From piezoelectrics to human motion
Research today in the use of energy harvesting for wearables abounds. At the University of Utah’s Laboratory of Integrated Self-Powered Sensing, for example, a team is investigating energy generation from human motion. They recently developed a prototype of a wrist-worn harvesting system using petal or star-shaped piezoelectric elements.
In another novel approach, scientists at the University of Surrey are working on wearable devices made entirely from recycled waste materials that run on energy harvested by the user’s movement.
And in work funded by the National Science Foundation, NASA, Rice University and others, researchers are working on a textile-based system based on pneumatic energy captured during walking to power wearable, assistive robotics.
Not an “all or nothing” proposition
Brian Zahnstecher, principal at PowerRox LLC, a design consultancy dedicated to solving power problems, concurs that interest in energy harvesting is on the rise. “Seven or eight years ago you might get laughed out of the room, but people are taking it a lot more serious today.
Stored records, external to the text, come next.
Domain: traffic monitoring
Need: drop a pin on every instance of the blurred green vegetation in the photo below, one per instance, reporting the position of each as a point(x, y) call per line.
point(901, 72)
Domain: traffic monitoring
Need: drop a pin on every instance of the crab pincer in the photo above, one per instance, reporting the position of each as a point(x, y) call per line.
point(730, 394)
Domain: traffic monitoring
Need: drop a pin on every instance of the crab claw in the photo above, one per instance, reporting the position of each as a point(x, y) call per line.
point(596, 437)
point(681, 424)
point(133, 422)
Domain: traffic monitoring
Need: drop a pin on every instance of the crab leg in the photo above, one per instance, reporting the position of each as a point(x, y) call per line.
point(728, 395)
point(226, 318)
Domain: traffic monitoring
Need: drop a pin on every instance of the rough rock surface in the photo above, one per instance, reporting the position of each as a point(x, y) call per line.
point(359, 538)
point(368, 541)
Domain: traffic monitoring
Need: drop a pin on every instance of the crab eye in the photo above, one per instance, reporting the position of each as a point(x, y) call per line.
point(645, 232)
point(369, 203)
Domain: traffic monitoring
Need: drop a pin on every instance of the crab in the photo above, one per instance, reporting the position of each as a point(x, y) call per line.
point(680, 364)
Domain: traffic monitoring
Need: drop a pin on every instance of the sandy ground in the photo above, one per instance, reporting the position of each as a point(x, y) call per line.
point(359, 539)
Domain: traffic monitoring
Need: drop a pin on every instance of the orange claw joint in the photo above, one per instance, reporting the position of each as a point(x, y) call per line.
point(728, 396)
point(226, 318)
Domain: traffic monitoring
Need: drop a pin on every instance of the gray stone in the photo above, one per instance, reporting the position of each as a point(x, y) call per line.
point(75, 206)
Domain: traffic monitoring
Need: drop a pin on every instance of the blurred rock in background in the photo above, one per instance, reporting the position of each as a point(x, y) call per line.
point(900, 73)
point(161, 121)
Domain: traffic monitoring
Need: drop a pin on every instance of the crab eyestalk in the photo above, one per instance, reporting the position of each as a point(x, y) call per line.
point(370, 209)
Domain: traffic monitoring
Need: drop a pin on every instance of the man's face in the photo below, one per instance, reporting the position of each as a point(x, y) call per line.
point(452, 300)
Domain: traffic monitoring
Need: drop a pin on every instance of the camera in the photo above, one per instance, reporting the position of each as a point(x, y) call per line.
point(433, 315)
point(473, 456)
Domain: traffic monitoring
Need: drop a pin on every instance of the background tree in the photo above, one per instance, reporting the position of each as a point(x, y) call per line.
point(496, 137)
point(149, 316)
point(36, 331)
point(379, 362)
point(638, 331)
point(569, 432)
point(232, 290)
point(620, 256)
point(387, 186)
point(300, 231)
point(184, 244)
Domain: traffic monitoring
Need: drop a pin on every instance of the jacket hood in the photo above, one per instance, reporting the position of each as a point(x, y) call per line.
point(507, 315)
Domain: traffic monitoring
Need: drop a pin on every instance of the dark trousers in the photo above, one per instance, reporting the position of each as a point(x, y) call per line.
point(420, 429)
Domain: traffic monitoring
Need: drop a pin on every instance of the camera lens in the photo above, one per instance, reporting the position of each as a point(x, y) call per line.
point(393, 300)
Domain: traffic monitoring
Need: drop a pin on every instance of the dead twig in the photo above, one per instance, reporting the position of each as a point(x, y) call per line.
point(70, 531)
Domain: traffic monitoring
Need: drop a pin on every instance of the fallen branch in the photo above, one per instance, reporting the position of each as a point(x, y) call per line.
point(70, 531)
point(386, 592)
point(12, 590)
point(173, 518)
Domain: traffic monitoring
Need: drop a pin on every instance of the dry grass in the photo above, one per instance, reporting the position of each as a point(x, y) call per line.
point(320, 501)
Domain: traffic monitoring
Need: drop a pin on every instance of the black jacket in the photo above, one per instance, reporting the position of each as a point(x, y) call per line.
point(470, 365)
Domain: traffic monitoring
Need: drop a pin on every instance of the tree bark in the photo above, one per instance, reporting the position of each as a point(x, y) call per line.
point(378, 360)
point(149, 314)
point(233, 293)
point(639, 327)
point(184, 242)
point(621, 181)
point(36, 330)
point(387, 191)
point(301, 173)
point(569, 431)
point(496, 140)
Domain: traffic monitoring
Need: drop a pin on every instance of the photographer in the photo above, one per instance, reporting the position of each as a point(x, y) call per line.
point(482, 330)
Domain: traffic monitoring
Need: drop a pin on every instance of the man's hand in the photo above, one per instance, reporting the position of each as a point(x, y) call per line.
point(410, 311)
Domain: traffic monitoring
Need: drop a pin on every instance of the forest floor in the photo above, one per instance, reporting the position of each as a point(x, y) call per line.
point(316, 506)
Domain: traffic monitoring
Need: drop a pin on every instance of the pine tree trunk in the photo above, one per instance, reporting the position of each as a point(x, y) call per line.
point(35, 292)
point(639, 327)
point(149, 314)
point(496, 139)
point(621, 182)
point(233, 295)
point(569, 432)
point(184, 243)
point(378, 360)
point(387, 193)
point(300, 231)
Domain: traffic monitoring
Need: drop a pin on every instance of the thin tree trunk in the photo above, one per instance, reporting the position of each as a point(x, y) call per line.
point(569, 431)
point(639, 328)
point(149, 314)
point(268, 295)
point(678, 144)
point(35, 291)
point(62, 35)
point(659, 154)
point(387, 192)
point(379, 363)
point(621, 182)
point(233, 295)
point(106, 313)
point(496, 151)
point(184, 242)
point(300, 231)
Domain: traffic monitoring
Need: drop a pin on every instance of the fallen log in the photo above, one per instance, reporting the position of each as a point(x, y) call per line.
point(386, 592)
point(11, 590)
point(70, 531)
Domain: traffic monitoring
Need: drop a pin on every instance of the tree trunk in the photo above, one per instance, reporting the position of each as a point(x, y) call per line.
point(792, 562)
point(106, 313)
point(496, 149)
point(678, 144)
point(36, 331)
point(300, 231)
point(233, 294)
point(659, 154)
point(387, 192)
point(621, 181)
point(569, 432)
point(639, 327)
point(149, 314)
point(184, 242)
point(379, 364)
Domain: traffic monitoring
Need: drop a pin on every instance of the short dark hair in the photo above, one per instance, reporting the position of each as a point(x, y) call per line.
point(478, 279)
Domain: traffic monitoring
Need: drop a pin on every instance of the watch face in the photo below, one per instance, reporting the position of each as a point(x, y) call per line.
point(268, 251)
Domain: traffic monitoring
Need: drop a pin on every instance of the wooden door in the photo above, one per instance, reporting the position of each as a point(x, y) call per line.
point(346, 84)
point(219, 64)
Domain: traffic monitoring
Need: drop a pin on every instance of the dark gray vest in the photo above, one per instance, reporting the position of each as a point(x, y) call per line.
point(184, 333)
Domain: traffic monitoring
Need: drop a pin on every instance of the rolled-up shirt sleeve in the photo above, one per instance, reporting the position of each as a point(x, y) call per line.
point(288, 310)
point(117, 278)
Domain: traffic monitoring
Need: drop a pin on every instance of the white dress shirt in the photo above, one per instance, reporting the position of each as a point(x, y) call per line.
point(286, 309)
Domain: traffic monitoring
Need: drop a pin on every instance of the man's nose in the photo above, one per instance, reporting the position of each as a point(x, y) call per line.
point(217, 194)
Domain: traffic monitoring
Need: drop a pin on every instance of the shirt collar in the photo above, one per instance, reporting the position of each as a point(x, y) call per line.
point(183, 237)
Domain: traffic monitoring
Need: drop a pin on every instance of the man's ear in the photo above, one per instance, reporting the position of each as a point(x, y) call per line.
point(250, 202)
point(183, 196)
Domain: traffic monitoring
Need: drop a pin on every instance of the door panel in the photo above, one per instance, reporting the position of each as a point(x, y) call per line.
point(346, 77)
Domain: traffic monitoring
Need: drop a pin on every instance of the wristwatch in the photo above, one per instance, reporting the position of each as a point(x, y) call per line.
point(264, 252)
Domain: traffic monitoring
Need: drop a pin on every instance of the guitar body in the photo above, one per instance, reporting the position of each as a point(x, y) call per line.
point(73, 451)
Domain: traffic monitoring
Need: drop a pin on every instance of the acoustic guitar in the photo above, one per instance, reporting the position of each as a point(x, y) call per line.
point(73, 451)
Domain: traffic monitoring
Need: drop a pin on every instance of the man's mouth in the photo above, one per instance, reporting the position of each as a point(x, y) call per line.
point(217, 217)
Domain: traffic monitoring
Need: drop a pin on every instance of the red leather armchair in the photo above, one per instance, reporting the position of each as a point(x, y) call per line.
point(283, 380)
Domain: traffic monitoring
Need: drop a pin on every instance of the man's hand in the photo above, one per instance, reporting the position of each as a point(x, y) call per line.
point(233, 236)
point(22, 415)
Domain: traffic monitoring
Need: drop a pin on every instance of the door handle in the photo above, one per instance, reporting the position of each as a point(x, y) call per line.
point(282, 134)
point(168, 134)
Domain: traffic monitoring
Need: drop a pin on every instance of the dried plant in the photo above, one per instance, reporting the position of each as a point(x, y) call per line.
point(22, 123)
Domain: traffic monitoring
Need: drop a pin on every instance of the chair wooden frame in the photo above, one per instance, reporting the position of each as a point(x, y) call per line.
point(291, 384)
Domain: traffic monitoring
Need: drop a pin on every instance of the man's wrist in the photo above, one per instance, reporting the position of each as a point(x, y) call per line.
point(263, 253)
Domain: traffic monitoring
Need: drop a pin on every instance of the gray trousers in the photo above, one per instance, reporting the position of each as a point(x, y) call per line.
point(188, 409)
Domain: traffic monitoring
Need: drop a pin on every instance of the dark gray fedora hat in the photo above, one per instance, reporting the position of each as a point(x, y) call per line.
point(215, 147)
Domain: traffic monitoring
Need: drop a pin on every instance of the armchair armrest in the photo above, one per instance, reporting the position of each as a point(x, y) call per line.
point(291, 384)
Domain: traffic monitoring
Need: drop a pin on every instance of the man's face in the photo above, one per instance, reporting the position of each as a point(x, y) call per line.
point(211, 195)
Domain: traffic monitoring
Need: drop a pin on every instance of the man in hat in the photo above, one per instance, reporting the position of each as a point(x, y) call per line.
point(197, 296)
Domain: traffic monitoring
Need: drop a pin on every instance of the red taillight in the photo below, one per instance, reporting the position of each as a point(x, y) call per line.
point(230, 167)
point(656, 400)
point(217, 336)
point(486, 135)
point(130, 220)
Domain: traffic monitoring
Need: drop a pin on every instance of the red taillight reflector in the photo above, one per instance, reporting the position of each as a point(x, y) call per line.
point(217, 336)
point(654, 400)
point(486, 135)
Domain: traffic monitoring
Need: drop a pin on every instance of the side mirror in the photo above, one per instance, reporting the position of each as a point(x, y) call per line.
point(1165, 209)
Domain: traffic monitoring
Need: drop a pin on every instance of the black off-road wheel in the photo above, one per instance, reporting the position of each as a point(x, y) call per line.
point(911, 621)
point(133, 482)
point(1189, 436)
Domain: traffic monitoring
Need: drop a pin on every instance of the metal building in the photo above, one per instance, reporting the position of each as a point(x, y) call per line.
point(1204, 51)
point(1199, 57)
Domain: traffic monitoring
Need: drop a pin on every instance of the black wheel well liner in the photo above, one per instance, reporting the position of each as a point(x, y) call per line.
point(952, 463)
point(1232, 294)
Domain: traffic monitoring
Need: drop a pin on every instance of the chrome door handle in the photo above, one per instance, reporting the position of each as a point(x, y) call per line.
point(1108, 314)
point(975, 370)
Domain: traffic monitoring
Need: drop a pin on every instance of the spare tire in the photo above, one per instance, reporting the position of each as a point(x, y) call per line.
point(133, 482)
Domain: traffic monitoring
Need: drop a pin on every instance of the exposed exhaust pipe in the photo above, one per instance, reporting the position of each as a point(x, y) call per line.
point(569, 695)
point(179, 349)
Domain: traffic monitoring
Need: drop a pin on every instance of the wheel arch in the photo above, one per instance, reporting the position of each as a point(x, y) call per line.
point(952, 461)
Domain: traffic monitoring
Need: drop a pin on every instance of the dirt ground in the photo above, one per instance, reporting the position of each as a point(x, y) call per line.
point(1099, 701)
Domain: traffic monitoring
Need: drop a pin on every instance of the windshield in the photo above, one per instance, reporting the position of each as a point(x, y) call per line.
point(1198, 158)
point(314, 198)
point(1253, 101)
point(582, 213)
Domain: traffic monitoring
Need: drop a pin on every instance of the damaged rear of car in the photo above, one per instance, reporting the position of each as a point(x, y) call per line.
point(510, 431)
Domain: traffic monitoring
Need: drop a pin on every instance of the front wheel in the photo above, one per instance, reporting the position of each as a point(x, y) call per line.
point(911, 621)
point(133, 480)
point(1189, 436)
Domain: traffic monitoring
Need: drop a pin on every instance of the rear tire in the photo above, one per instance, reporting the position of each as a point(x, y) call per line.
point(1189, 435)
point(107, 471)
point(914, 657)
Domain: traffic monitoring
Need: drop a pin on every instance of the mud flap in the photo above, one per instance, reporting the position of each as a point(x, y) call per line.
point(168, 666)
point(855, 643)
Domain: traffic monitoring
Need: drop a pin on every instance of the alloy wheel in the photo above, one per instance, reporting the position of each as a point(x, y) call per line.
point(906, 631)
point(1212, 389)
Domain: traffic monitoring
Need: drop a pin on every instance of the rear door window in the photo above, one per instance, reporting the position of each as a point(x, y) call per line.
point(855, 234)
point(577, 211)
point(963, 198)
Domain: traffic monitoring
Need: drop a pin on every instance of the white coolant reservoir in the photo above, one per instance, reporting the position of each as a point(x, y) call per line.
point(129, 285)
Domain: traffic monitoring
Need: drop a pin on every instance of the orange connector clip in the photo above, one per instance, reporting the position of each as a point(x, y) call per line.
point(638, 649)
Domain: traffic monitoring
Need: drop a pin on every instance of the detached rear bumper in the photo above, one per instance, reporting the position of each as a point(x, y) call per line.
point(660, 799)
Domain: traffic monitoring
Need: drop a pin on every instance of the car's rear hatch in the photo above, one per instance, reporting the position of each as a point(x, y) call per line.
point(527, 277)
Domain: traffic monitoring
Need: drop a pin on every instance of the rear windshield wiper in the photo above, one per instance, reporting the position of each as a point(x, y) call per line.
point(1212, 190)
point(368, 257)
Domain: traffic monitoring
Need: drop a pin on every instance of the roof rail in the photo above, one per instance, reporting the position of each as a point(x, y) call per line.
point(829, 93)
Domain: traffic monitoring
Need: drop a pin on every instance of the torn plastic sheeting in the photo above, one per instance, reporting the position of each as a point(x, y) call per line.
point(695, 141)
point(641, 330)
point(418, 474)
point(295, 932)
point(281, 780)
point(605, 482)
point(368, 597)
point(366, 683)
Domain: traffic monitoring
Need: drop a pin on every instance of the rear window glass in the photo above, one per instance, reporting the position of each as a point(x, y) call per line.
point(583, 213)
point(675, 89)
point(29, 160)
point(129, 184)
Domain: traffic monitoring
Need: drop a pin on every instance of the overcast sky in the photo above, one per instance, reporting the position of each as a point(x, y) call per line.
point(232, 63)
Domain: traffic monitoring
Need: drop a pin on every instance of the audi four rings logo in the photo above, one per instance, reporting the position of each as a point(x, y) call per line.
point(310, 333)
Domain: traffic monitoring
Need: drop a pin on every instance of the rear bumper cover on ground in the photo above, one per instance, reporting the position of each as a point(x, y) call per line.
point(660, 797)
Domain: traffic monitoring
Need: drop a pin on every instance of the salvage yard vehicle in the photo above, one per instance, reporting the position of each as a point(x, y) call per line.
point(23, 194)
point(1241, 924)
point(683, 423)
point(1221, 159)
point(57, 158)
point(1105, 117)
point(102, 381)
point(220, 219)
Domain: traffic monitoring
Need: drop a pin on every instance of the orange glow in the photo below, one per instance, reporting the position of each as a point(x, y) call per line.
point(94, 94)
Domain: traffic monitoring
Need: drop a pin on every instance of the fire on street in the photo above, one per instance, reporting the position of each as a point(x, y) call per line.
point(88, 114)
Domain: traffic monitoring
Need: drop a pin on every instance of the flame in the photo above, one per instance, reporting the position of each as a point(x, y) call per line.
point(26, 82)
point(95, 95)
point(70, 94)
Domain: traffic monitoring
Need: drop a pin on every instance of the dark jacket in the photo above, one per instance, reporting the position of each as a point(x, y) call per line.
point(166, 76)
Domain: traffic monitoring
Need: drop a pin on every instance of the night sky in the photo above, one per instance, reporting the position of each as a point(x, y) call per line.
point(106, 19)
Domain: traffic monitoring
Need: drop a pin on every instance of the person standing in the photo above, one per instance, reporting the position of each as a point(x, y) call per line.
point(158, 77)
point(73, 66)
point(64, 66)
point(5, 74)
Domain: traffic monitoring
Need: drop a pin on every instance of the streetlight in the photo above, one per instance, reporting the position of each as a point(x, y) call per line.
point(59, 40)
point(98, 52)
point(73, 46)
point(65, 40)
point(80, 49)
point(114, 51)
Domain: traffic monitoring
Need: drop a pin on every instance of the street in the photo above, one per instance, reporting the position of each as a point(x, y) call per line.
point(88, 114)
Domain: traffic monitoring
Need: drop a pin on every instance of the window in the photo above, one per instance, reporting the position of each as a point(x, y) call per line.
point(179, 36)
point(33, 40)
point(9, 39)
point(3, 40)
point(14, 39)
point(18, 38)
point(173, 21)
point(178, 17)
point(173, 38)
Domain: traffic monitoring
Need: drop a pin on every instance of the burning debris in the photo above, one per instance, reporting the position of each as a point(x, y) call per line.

We are at a point now where we have mainstream products based on the technology and a significant amount of research activity going on.”
He pointed out that energy harvesting technology should best be viewed in harmony with the minimization of power consumption and better batteries and storage devices. “With wearables, energy harvesting is not an all-or-nothing proposition. What we’re seeing is a focus on the balance of the increase in available energy and the decrease of the system’s overall power budget, and there are multiple scenarios to be explored.”
That could mean, for example, that energy harvesting is used to augment battery power—not replace it. Similarly, concerted efforts to reduce system power in a design may mean features can be added without needing supplemental power or a bigger battery at all.
As to whether wearables will be the killer app for energy harvesting, Zahnstecher thinks that the technology may take off faster in implantable medical applications, many of which are likely to require more modest power levels in the sub-milliwatt range.
And an even stronger motivation that just may kick energy harvesting into high gear, he stressed, might well turn out to be sustainability. “Within just a few years, we are looking at the potential for hundreds of billions or even a trillion wireless IoT devices in circulation. At that point, we’re likely to come to the conclusion that we cannot be tossing 100 million or more primary batteries a day into the landfill.”